Burns are associated with enormous inflammation, followed by endothelial leakage. In a prospective RCT in 37 severely burned patients, the administration of high-dose vitamin C during the first 24 hours of injury significantly reduced fluid requirement, and was associated with a higher urine output and less wound edema [64,65].

New information on the role of vitamin C in septic shock is derived from a retrospective before-and-after clinical study in 94 patients [23]. Patients receiving vitamin C in combination with thiamine and hydrocortisone had a significantly reduced mortality. However, design features such as small study size, before-and-after study design, singe-center, lack of blinding, and the presence of three simultaneous interventions limit generalizability of these findings. While potentially useful for generating future hypotheses, they are insufficient to introduce changes into clinical practice.

It has been shown in healthy volunteers that high-level ascorbic acid plasma concentrations could only be achieved by intravenous administration, not by enteral intake [66]. In most studies, doses as high as 1 to 2 g q8h of ascorbate were administered intravenously.
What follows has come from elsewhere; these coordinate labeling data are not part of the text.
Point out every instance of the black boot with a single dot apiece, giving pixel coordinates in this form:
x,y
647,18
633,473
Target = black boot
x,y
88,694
In burned patients, a very high dose of ascorbate (1,584 mg/kg/day) was well tolerated, and associated with a significant reduction in fluid intake, pulmonary dysfunction, and tissue edema [67]. In the recent study mentioned above, Marik et al. administered 1500 mg vitamin C IV q6, thiamine 200 mg q12 for 4 days, or until ICU discharge, and 50 mg hydrocortisone IV q6 (optional 50 mg bolus, followed by a 24-hour continuous infusion of 200 mg) for 4 days [23].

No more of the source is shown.